Many caregivers describe a profound disconnection, not necessarily from people, but from anyone who truly understands what their daily reality is like. Support groups, whether in person or online, specifically for dementia caregivers have been shown to reduce depression and feelings of isolation more effectively than general social support. Dealing with people who don’t need to explain the situation is a relief in itself.

Allow yourself to be sad

The concept of uncertain loss is important here. You are grieving, and it is okay to be grieving, even though the person you are grieving is still present. Naming this, whether in therapy, talking to a confidant, or internally, can reduce some of the confusion and shame that comes with grieving someone who is still alive.

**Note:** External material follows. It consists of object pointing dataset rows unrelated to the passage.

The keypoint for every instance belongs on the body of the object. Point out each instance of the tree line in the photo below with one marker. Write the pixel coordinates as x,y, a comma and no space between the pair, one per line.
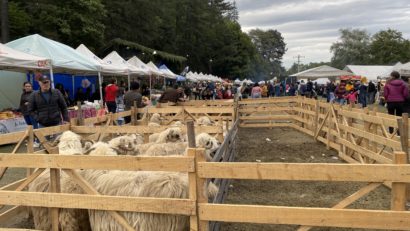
359,47
205,32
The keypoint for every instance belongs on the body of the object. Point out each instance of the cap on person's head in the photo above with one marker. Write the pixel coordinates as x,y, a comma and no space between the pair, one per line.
135,85
43,78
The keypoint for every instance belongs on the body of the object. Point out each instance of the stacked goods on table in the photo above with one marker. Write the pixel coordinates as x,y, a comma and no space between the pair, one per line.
8,114
88,109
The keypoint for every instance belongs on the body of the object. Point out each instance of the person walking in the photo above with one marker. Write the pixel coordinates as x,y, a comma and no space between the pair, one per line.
24,101
47,106
111,91
256,91
395,93
130,97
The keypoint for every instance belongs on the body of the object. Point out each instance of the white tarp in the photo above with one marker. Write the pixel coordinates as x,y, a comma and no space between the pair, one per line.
167,72
135,61
320,72
115,59
11,59
371,72
154,68
104,67
62,56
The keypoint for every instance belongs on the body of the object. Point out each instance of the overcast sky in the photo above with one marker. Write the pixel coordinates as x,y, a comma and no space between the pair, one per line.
311,26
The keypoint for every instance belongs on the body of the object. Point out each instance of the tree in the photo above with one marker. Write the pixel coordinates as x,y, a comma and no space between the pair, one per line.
271,47
5,21
353,48
389,47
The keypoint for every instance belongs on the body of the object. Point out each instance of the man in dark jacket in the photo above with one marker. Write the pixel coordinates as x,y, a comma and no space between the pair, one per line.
47,105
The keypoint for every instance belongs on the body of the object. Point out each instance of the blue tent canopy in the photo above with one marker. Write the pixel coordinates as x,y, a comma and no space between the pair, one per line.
180,78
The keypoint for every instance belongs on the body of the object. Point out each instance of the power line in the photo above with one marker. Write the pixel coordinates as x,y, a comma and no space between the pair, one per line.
298,57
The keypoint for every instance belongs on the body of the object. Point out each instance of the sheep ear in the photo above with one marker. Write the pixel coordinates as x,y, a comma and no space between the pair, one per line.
87,152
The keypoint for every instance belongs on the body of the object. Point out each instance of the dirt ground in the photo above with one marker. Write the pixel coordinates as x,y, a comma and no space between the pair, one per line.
270,145
288,145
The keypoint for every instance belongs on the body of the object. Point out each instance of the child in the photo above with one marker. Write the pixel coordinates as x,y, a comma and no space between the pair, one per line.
351,97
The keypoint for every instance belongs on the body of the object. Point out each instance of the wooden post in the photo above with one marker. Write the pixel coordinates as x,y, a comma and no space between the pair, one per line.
80,114
191,134
30,148
134,114
201,189
398,190
192,175
316,124
55,187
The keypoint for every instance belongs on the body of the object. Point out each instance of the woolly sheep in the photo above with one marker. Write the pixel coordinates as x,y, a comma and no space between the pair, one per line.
204,121
173,134
155,120
203,140
126,144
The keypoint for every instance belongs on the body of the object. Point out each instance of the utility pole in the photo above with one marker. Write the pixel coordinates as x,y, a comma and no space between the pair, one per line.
299,57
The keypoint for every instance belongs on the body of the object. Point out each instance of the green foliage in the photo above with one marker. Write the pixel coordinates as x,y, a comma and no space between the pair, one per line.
389,47
294,68
183,32
19,20
270,47
353,48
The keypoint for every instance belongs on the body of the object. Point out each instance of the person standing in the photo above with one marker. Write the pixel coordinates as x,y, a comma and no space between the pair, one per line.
395,94
47,106
371,93
111,91
256,91
24,101
130,97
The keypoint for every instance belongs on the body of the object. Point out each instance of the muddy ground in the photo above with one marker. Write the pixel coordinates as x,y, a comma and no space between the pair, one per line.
288,145
282,145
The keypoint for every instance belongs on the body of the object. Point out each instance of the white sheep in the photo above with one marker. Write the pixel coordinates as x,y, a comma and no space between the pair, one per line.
155,120
126,144
69,143
204,121
172,134
203,140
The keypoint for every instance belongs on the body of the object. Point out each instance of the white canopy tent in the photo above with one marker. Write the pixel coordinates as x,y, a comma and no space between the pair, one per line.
62,57
371,72
103,66
115,59
320,72
135,61
14,60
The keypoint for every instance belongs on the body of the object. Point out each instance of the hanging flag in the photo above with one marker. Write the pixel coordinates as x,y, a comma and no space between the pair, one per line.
185,71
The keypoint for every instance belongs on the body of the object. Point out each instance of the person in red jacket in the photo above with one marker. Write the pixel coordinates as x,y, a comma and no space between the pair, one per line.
395,94
111,91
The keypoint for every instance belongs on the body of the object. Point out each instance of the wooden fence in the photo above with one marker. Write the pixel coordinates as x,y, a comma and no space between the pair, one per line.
360,137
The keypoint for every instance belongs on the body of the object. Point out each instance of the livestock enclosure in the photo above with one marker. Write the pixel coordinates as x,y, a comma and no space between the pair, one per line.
366,139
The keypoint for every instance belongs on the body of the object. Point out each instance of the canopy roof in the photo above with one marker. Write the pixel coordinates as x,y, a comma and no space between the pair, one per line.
154,68
62,56
115,59
321,72
135,61
371,72
14,60
167,72
104,67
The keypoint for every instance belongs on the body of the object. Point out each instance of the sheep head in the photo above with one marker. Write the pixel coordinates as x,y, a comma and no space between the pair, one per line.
210,143
102,149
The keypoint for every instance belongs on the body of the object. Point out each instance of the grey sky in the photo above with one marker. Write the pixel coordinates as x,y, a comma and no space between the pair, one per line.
311,26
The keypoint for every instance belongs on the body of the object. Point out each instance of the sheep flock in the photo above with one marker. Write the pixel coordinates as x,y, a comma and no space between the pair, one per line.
170,142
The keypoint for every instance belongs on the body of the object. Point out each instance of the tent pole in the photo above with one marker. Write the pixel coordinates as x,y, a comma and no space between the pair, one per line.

Grief has no clean form. It comes in parts. A familiar gesture. A special phrase. Old photo. It’s not weakness to make room for those moments instead of pushing them away. This is how the nervous system processes what the mind cannot always retain.

Know when to seek professional support

There is a big difference between asking for help and giving up. Professional research care for family members is one of the most constructive things a family can do for both the person with the diagnosis and the well-being of anyone who cares for them. Whether that means respite care, arranging ongoing care, or simply a professional assessment of what level of support is really needed, it’s a decision based on honesty, not frustration.

The body keeps score

Chronic caregiver stress does not go unnoticed. It is located in the body. Elevated cortisol over the long term affects everything from cardiovascular health to cognitive function to sleep architecture. Caregivers who neglect their physical health often report that they do not realize how worn out they are until they are forced to stop, overcome by illness or crisis.

The basics are important here:

• sleep sufficiently and consistently as much as possible
• Movement, even short steps, significantly reduces cortisol and improves mood
• Food that does not live completely in comfort
• The medical appointment you’ve been quietly putting off
• Contact with nature, which studies consistently show, reduces physiological stress indicators

None of this is revolutionary. But when someone else’s needs are more important than your own, it’s easy to leave them out entirely.

You deserve to be cared for too

A conversation about dementia wellbeing needs to involve two people at once: the person with the diagnosis and the person next to them who loves and works and grieves.

Caring for someone with dementia is one of the best things a person can do. That it is often done quietly, without recognition and without adequate support does not make it any less so.

Your health is not the explanation of this story. It is part of the story. And it deserves the same kindness, attention, and honesty that you would willingly give to anyone else.